Dass er in der letzten Woche seinen vier Azubis kündigen musste, bringt den 50-Jährigen auf die Palme. Die Kündigung stehe nun im Lebenslauf der jungen Menschen, von denen einer nach drei Jahren Ausbildung eigentlich im Mai seine Prüfung gehabt hätte. Ein weiterer stand ebenfalls kurz vor dem Abschluss. Knut van der Wurp: „Ich habe ein Empfehlungsschreiben geschrieben, in dem ich mein Bedauern ausdrücke. Mehr kann ich nicht tun. Außer nachts nicht schlafen.“

Zwei Praxisanleiter

Warum hat van der Wurp seinen Azubis überhaupt gekündigt? Lange Jahre habe man für Auszubildende einen Praxisanleiter gebraucht, der auch Wohnbereichsleiter oder Pflegedienstleiter sein konnte, sagt van der Wurp. Nun müssten nach einer Änderung aber zwei Praxisanleiter nachgewiesen werden, und die müssten laut Gesetzgeber auch eine einjährige Ausbildung zum Praxisanleiter vorweisen können, sagt van der Wurp, dürften also nicht mehr Wohnbereichsleiter oder Pflegedienstleiter ohne eine solche Ausbildung sein.

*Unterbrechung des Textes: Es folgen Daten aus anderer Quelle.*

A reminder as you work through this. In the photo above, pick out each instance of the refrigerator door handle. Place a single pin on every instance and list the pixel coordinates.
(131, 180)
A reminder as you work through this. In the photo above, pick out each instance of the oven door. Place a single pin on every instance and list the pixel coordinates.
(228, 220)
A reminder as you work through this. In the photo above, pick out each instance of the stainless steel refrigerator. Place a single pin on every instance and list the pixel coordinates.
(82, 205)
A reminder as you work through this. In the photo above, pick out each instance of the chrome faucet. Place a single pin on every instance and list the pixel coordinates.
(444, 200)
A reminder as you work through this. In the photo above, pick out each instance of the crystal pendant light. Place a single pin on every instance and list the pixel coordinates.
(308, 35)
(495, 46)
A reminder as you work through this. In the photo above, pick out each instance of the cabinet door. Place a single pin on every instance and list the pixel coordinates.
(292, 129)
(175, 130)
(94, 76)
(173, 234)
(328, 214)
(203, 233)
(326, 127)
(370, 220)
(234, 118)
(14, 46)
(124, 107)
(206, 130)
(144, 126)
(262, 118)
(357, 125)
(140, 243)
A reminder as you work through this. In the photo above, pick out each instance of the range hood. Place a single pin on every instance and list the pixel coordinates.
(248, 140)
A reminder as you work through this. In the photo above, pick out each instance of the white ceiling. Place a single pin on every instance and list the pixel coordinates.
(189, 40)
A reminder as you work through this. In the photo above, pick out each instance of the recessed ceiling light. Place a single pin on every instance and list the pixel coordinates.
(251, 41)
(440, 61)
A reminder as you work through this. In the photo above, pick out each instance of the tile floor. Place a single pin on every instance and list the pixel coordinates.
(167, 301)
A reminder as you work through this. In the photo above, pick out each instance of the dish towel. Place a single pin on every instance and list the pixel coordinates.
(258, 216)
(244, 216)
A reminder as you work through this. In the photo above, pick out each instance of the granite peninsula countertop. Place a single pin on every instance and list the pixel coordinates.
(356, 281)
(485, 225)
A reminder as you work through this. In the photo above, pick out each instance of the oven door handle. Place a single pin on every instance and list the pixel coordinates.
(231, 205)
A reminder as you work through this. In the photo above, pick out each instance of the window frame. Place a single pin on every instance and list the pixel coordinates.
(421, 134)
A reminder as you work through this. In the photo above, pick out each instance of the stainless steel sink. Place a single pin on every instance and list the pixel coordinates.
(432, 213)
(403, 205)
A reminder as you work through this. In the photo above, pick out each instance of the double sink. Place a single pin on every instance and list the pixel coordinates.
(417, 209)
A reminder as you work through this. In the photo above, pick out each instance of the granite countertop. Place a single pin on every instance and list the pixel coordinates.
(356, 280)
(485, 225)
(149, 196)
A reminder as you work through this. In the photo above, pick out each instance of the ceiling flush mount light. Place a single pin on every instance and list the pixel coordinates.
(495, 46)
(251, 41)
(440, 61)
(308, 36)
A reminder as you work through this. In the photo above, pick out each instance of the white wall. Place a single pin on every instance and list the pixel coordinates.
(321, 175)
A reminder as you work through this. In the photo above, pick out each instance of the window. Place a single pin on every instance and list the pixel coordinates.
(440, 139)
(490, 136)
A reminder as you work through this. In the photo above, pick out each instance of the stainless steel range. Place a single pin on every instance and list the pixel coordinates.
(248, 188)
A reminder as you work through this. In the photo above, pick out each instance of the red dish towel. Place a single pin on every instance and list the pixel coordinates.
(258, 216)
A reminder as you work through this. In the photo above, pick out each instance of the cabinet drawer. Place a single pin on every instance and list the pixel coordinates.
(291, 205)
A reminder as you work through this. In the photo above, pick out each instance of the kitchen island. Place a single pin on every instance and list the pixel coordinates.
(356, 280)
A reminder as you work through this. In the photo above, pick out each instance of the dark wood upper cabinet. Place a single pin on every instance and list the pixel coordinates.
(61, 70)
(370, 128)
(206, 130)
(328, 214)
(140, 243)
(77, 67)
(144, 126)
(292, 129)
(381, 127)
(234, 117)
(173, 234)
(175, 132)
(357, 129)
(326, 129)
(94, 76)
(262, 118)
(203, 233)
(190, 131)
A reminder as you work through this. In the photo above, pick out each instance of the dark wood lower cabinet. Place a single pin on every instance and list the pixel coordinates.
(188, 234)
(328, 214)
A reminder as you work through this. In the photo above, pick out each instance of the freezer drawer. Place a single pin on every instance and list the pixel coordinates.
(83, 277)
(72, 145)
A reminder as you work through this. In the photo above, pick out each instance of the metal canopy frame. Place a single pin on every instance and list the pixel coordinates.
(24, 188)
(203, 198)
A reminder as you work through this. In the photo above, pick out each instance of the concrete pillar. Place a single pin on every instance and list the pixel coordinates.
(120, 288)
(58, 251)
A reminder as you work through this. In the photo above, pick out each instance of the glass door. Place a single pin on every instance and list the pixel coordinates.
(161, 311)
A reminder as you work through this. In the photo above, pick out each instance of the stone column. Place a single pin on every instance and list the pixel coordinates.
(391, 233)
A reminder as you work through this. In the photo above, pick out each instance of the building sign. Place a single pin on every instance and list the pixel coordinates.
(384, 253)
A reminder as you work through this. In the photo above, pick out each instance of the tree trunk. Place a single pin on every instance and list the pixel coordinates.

Praxisanleiter nehmen die Azubis mit zu den Kunden. Zeigen, wie man diese richtig pflegt. Pro Stunde Pflege vergehen laut van der Wurp aber zwei Stunden, in denen die Praxisanleiter den Azubis zeigen, wie man die Pflege korrekt dokumentiert. „Fällt Ihnen was auf?“, fragt van der Wurp rhetorisch. Und rechnet vor: Pro begleiteter Stunde bekomme er 40 Euro. „Die Stunde kostet mich 56 Euro.“

An der Pliesterbecker Straße in Holsterhausen ist der Pflegedienst Van der Wurp stationiert.
An der Pliesterbecker Straße in Holsterhausen ist der Pflegedienst Van der Wurp stationiert. © Berthold Fehmer

Knut van der Wurp hatte zwei Praxisanleiter im Team mit dieser Qualifikation. „Beide sind nicht mehr da.“ Die Gründe für den Weggang seien unterschiedlich: „Beide haben aber über die vielfältigen Aufgaben gestöhnt.“ Den vier Auszubildenden habe er am Montag kündigen müssen und ihnen nahegelegt, sich einen praktischen Ausbilder zu suchen, der die Qualifikation erfüllt. „Damit die Leute die Ausbildung weiter machen dürfen. Ich darf es nicht mehr.“

Wie groß sind die Chancen, dass die beiden Azubis, die kurz vor dem Ende der Ausbildung standen, nun einen Ausbilder finden? Knut van der Wurp glaubt, dass dies mit „maximalen Schwierigkeiten“ verbunden sein wird.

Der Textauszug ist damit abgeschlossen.